The one comment that came from the mouth of Clearbrook was, "Huh?!" It was only excusable because she was currently high on water (or maybe the frog).

Hardly even blinking, Nightfall continued, "Like I just found out, this place is called Sorrow's End, whatever that means. It's inhabited by a bunch of weird pacifist elves, but I guess it's better than walkin' through this on our nameless wolves. So c'mon, you deadbeats."

Though Scouter was already on his way up, it took more than a little time before his deranged parents struggled to their feet. One of them could not refrain from editorializing ("Tomorrow's end... it comes too dang soon, you know."), but in due time Nightfall dragged them into the realm of the Sun Folk.

***
Around the same time, Sun-Toucher was stumbling around as he "examined" the Wolfriders.
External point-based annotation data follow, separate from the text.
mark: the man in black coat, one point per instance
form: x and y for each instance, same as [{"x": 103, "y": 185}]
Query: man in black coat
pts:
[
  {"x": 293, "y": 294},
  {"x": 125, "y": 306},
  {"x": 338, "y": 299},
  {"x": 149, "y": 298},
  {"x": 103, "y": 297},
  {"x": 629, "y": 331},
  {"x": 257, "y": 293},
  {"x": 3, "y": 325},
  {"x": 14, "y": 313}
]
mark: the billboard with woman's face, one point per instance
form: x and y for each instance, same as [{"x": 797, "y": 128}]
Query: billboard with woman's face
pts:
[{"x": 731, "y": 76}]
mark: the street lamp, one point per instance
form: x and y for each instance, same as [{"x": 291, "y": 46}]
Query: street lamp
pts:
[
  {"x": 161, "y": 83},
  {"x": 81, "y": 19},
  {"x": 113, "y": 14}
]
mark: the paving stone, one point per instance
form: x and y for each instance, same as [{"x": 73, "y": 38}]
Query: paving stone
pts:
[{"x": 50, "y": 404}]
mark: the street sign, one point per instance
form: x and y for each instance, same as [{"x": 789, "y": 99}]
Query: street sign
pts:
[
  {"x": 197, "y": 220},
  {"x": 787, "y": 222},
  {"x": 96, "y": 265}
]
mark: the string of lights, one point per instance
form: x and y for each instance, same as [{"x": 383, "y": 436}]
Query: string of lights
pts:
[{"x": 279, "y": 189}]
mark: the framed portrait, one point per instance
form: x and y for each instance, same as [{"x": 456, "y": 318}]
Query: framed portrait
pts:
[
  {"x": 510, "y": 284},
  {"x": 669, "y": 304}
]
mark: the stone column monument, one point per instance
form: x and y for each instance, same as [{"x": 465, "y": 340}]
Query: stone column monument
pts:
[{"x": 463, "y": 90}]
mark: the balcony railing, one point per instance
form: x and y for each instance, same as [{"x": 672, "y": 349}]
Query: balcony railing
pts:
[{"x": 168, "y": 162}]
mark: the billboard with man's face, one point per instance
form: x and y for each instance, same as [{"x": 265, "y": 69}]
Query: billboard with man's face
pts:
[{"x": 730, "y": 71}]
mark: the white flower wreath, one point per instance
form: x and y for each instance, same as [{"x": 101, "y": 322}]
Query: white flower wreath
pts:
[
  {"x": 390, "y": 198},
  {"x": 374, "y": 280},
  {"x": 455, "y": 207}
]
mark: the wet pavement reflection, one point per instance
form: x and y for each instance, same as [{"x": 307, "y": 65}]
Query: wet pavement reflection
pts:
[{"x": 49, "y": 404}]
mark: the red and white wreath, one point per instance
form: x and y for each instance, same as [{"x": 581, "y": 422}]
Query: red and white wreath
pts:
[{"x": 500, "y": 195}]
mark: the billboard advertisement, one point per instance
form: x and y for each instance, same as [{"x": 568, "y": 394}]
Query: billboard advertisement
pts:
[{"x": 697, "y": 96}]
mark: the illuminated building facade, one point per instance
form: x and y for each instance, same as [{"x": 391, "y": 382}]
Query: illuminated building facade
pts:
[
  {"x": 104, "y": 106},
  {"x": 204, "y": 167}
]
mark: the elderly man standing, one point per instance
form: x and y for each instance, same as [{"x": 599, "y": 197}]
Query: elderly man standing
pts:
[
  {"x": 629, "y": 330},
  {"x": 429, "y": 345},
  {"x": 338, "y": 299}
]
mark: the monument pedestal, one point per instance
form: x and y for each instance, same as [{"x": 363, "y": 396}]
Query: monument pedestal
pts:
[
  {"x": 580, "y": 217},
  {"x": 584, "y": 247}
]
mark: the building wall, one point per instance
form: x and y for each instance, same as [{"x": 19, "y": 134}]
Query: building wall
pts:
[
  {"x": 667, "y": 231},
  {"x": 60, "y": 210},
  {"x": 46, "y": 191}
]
The vision-impaired elf struck them as a poor chief, or even leader-figure, for he needed Rayek's help just to be steered around. He would pat each elf's head (or somewhere in the vicinity), and say something silly like, "Um, uh, this one's female - oops, sorry, I meant male. And your name is... Mike. What? You say Pike? Oops again, not my fault." His routine went on for over an hour, and by the time he was finished, all the Wolfriders who had been present had major knee pains.

As the Sun Folk's leader concluded his little ritual, Scouter lead the pack of missing ones. The first remark he made upon seeing the village was, "What's up with that central hut? There's some kind of weird symbols on it... it looks like a bunch of--naked elves." [Author's note: Yes, I know Geocities policies. I'm just stating a fact, this is not dirty, and I'm not showing anything. Now be quiet!]

"It's cultural," retorted Rayek, "And it's not my fault." Needless to say, or send, he was still bitter about what he now called the "Shenshen incident." He was keeping a very good watch for that infamous female.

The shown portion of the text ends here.